# Svs pb12 plus



## cowboyofclubs (Apr 2, 2014)

Just purchased one of these bad boys, svs pb12 plus. Anyone have any suggestions on setups etc. It will be matched in with the Gallo Adiva LCR and surrounds. Am initially thinking to set the crossover at about 100-110 to compensate for gallos lack of bottom end. Due to space constraints and the fact I love there sound stage the gallos will be staying. My dedicated HT space is 9 feet wide by 15 feet long with main listening position at 11.5 feet. Am planning to position sub in front left corner of the room as is a beast of a size sub.


----------



## ajinfla (May 10, 2009)

As long as you cannot hear bass localized at the sub position, your XO frequency should be fine.

cheers


----------



## XEagleDriver (Apr 15, 2010)

Cowboy-o-Clubs,
Your initial crossover setting is fine to start with. 

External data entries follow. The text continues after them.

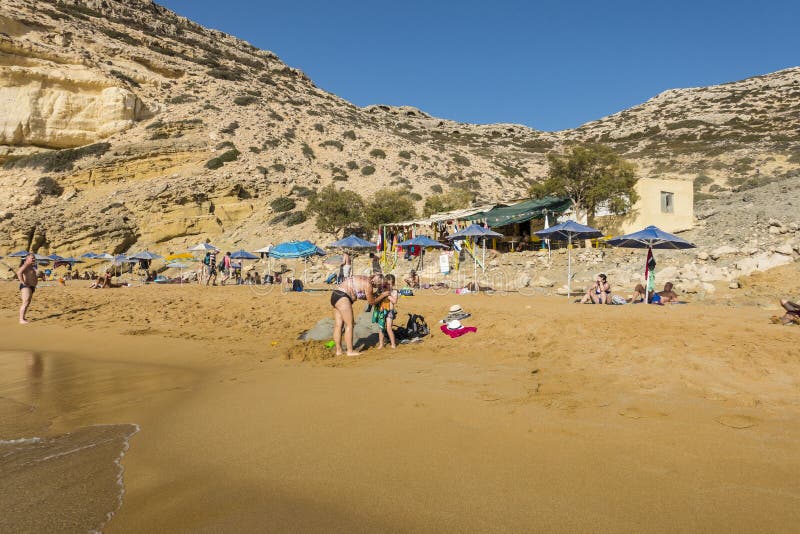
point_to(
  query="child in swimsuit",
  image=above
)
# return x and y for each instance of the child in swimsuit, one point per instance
(385, 313)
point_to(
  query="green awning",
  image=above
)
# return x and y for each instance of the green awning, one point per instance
(522, 211)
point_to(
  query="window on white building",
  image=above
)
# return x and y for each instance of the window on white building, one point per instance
(667, 202)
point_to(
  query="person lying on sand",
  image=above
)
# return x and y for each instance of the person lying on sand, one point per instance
(413, 280)
(599, 293)
(792, 315)
(342, 299)
(26, 275)
(668, 296)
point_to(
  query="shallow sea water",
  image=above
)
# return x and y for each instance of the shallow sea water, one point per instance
(59, 481)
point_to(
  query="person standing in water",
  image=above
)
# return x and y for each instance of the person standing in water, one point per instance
(342, 300)
(27, 284)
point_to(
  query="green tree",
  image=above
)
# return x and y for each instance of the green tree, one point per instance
(590, 175)
(388, 206)
(336, 210)
(454, 199)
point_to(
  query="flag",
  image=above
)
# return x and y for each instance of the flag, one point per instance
(650, 271)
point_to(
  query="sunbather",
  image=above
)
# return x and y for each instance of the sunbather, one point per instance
(599, 293)
(668, 295)
(792, 315)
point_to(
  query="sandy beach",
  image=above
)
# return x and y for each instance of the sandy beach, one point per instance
(552, 417)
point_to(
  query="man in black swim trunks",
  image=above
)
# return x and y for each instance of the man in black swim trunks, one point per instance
(212, 267)
(27, 284)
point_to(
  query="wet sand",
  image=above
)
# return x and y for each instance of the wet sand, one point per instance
(552, 417)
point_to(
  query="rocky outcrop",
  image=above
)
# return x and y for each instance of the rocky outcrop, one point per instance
(85, 166)
(53, 105)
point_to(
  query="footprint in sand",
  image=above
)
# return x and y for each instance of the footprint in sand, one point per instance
(737, 421)
(635, 412)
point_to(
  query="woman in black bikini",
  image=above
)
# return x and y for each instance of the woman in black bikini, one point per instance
(342, 300)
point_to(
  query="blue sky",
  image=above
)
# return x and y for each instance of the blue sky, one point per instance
(548, 65)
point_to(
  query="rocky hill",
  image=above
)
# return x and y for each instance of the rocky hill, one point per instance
(122, 124)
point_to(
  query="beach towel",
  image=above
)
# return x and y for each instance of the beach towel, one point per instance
(458, 332)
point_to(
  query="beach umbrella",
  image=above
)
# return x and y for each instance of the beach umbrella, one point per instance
(296, 249)
(421, 241)
(242, 254)
(650, 238)
(180, 265)
(145, 255)
(334, 259)
(475, 231)
(203, 247)
(352, 241)
(569, 231)
(179, 257)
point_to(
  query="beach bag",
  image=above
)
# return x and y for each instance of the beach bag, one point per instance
(416, 326)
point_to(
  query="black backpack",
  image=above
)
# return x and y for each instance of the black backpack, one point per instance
(414, 329)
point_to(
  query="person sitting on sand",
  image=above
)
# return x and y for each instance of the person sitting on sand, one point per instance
(599, 293)
(342, 300)
(104, 282)
(668, 296)
(413, 280)
(638, 294)
(792, 315)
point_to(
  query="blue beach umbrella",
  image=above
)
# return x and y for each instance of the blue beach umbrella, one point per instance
(569, 231)
(243, 255)
(295, 249)
(650, 238)
(145, 255)
(421, 241)
(352, 241)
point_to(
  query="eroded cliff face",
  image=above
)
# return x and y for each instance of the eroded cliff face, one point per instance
(124, 124)
(49, 103)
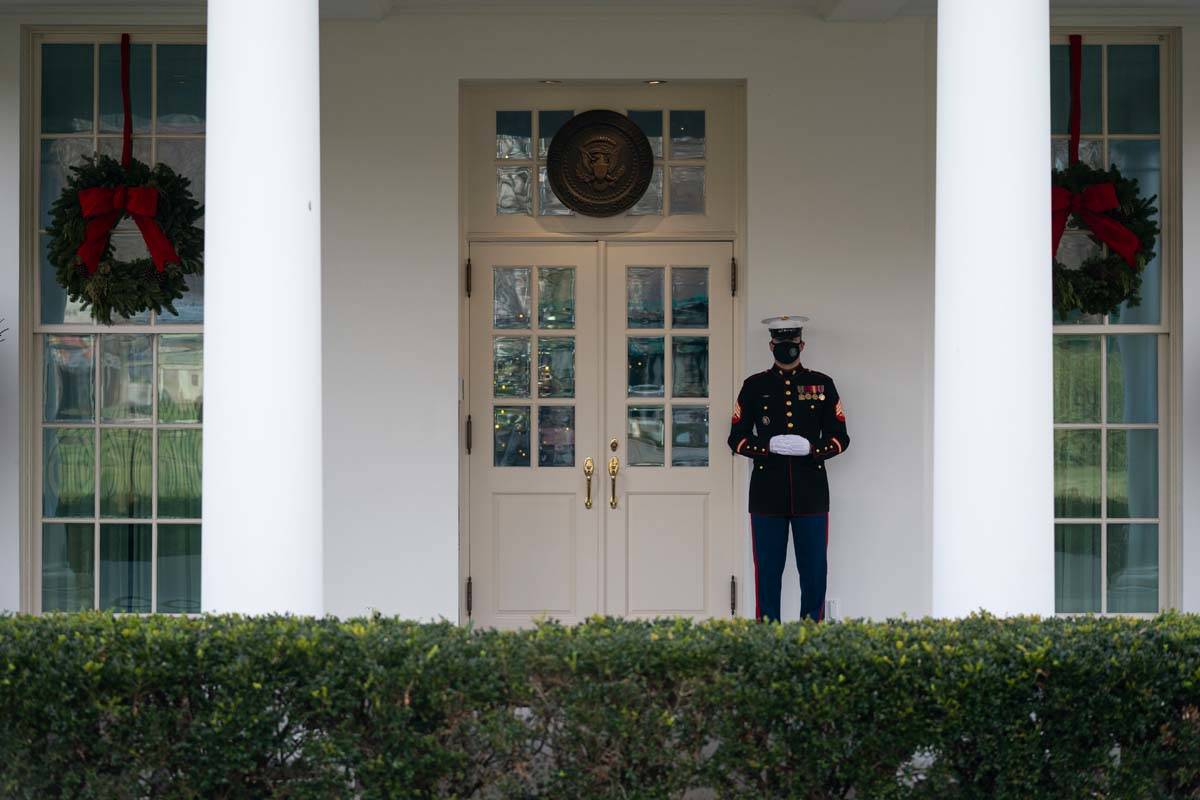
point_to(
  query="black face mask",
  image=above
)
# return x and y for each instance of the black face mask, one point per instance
(786, 352)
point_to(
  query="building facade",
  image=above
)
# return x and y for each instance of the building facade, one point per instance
(297, 438)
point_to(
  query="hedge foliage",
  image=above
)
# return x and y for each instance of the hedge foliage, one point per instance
(95, 705)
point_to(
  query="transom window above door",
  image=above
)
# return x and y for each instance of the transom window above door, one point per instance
(677, 138)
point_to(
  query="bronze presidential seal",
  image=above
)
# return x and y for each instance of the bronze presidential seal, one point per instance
(599, 163)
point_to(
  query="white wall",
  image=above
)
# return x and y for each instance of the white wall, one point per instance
(840, 209)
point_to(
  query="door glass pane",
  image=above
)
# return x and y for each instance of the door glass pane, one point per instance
(556, 435)
(556, 366)
(179, 569)
(67, 566)
(645, 359)
(510, 441)
(1077, 565)
(689, 296)
(556, 298)
(126, 377)
(1133, 569)
(687, 190)
(66, 88)
(689, 435)
(1077, 474)
(1133, 474)
(510, 302)
(687, 134)
(1133, 378)
(70, 394)
(651, 204)
(125, 567)
(125, 470)
(69, 469)
(689, 366)
(1077, 379)
(1089, 94)
(514, 132)
(645, 435)
(179, 473)
(513, 190)
(643, 296)
(1133, 89)
(181, 72)
(181, 378)
(652, 126)
(112, 113)
(547, 126)
(510, 373)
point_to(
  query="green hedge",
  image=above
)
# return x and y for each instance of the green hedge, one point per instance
(222, 707)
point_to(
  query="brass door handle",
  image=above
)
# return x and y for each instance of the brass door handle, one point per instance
(613, 468)
(589, 468)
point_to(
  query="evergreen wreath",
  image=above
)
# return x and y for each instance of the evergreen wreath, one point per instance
(1104, 281)
(113, 287)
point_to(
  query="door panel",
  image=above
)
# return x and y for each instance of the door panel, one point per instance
(669, 371)
(534, 405)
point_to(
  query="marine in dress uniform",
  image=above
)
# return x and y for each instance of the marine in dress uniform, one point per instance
(790, 421)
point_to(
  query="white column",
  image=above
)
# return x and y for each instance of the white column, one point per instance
(993, 386)
(262, 537)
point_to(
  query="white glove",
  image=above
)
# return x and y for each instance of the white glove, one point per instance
(790, 445)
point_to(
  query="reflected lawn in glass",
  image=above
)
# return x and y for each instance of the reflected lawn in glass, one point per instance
(645, 435)
(510, 296)
(181, 378)
(556, 366)
(510, 366)
(1077, 565)
(689, 435)
(1133, 474)
(556, 435)
(1077, 379)
(125, 567)
(179, 569)
(69, 379)
(126, 377)
(689, 296)
(510, 439)
(67, 566)
(645, 360)
(179, 473)
(125, 470)
(1077, 474)
(556, 298)
(689, 366)
(1133, 378)
(643, 296)
(1133, 569)
(69, 469)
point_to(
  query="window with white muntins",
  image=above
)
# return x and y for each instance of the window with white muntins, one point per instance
(119, 409)
(1114, 373)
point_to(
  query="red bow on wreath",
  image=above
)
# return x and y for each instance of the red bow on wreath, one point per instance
(103, 208)
(1090, 206)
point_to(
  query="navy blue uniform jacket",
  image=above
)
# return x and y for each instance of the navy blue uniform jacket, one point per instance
(802, 402)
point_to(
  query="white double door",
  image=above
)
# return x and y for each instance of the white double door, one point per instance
(616, 358)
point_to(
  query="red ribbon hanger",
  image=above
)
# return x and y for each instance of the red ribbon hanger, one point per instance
(1090, 204)
(103, 206)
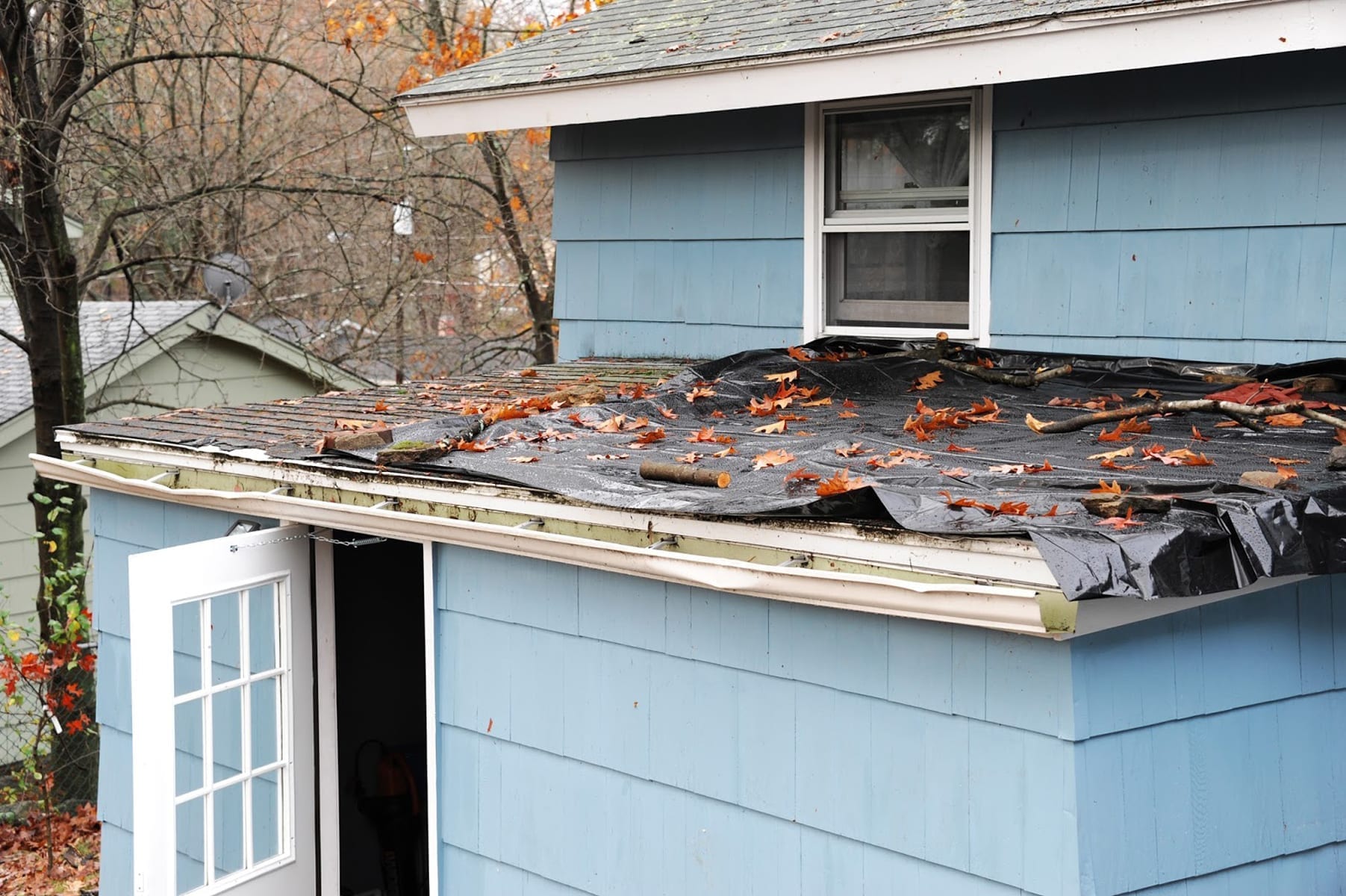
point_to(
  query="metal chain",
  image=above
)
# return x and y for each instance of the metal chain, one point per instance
(340, 543)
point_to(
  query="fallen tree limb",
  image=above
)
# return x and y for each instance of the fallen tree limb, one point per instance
(1247, 414)
(1004, 377)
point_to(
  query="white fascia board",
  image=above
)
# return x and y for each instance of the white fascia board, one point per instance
(1052, 49)
(1002, 560)
(999, 607)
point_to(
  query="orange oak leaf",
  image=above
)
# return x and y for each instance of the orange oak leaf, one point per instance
(1120, 523)
(772, 459)
(840, 483)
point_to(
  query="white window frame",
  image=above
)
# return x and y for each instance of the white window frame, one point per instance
(979, 218)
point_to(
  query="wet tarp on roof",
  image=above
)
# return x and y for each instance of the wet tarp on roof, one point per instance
(1218, 535)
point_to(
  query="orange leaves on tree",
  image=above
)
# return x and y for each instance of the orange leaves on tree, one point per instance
(772, 459)
(649, 436)
(840, 483)
(926, 381)
(1128, 427)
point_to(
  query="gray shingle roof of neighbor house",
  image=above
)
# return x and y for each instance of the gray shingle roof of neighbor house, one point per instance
(646, 37)
(107, 330)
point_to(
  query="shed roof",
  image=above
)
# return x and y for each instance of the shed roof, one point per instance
(1201, 529)
(642, 37)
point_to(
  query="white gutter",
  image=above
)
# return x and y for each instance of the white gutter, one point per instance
(985, 606)
(1113, 40)
(984, 559)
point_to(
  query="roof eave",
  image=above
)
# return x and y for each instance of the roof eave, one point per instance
(1112, 40)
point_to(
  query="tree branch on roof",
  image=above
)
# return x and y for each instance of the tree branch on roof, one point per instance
(1247, 414)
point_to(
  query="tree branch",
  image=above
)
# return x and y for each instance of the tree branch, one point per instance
(1243, 414)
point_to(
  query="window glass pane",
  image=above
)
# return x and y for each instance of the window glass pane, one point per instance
(266, 815)
(913, 158)
(226, 721)
(190, 832)
(225, 641)
(189, 756)
(229, 829)
(261, 629)
(898, 279)
(266, 721)
(186, 647)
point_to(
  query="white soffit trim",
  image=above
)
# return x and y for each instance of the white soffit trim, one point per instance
(987, 606)
(1052, 49)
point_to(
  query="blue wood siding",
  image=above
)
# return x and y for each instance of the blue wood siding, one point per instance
(122, 526)
(680, 237)
(1206, 221)
(610, 735)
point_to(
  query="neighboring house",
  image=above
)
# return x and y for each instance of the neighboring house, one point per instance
(139, 358)
(638, 689)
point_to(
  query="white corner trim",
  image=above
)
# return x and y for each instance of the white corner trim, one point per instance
(1049, 49)
(1000, 607)
(432, 836)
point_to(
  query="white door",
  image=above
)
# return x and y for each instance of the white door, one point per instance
(222, 716)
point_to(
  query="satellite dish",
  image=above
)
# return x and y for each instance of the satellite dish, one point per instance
(226, 278)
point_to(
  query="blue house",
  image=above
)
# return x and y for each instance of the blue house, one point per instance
(318, 673)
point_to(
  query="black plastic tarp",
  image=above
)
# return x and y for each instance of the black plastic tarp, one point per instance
(1216, 536)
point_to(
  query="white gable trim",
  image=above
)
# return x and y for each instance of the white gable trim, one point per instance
(1200, 31)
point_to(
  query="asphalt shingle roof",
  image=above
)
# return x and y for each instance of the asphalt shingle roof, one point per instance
(646, 37)
(107, 330)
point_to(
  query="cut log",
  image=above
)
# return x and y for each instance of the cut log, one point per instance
(684, 474)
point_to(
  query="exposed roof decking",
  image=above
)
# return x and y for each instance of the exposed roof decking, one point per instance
(645, 37)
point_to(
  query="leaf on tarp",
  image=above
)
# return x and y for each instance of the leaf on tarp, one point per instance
(926, 382)
(840, 483)
(1256, 393)
(772, 459)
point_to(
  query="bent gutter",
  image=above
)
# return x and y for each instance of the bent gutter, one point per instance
(984, 606)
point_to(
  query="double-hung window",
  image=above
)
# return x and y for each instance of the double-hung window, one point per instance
(898, 233)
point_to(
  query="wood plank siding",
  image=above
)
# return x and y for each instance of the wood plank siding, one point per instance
(1195, 211)
(680, 237)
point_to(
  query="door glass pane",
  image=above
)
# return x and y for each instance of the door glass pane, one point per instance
(186, 647)
(189, 758)
(226, 720)
(229, 829)
(191, 845)
(266, 721)
(915, 158)
(261, 629)
(909, 279)
(266, 815)
(225, 641)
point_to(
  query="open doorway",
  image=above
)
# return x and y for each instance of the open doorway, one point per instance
(378, 592)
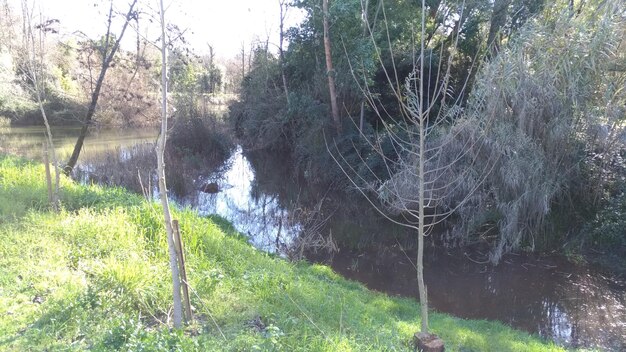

*However,* I have found it worthwhile to experiment a bit before settling in for the long-term--change the crossover to values above and below your initial best-guess and see what sounds best to you.

*One method:*
- Find a music track with good bass you know/enjoy ("Marcus" by Marcus Miller, 2008, for me)
- I begin by comparing an extordinarily high crossover (~200Hz) to an extrodinarily low value (~20/40Hz) which will give a easy detrmination of which sounds better (i.e. way too much vs. way too little bass).
- Then bring both values in towards the middle a notch or two (i.e. compare 160Hz and 60 Hz), keep repeating the comparisons while favoring the end of the range that sounds better. 
After a few iterations, your ears get fairly well trained to identify the more subtle differences, and you build a pretty good idea on how much bass you like in that room.

This techniques led me to replace the often reccomended "standard" 80Hz crossover point for a lower value for my speakers/sub/room.

Cheers,
XEagleDriver


----------



## cowboyofclubs (Apr 2, 2014)

XEagleDriver said:


> Cowboy-o-Clubs, Your initial crossover setting is fine to start with. However, I have found it worthwhile to experiment a bit before settling in for the long-term--change the crossover to values above and below your initial best-guess and see what sounds best to you. One method: - Find a music track with good bass you know/enjoy ("Marcus" by Marcus Miller, 2008, for me) - I begin by comparing an extordinarily high crossover (~200Hz) to an extrodinarily low value (~20/40Hz) which will give a easy detrmination of which sounds better (i.e. way too much vs. way too little bass). - Then bring both values in towards the middle a notch or two (i.e. compare 160Hz and 60 Hz), keep repeating the comparisons while favoring the end of the range that sounds better. After a few iterations, your ears get fairly well trained to identify the more subtle differences, and you build a pretty good idea on how much bass you like in that room. This techniques led me to replace the often reccomended "standard" 80Hz crossover point for a lower value for my speakers/sub/room. Cheers, XEagleDriver


Thanks eagle. 
I have been doing a fair bit of tweaking both with crossovers and plugs in the unit. At the moment running 1 plug at 16hz setting with crossovers set to 120. A really good balance for music and HT. However for some bigger bass I have preferred no plugs at a 20hz setting. The cannon fire scene for example in master and commander really woods with this setup. I am no bass hog and do generally prefer the subtleties but that really does rock me. Haven't heard Marcus yet so might spot icy it right now. Cheers.


----------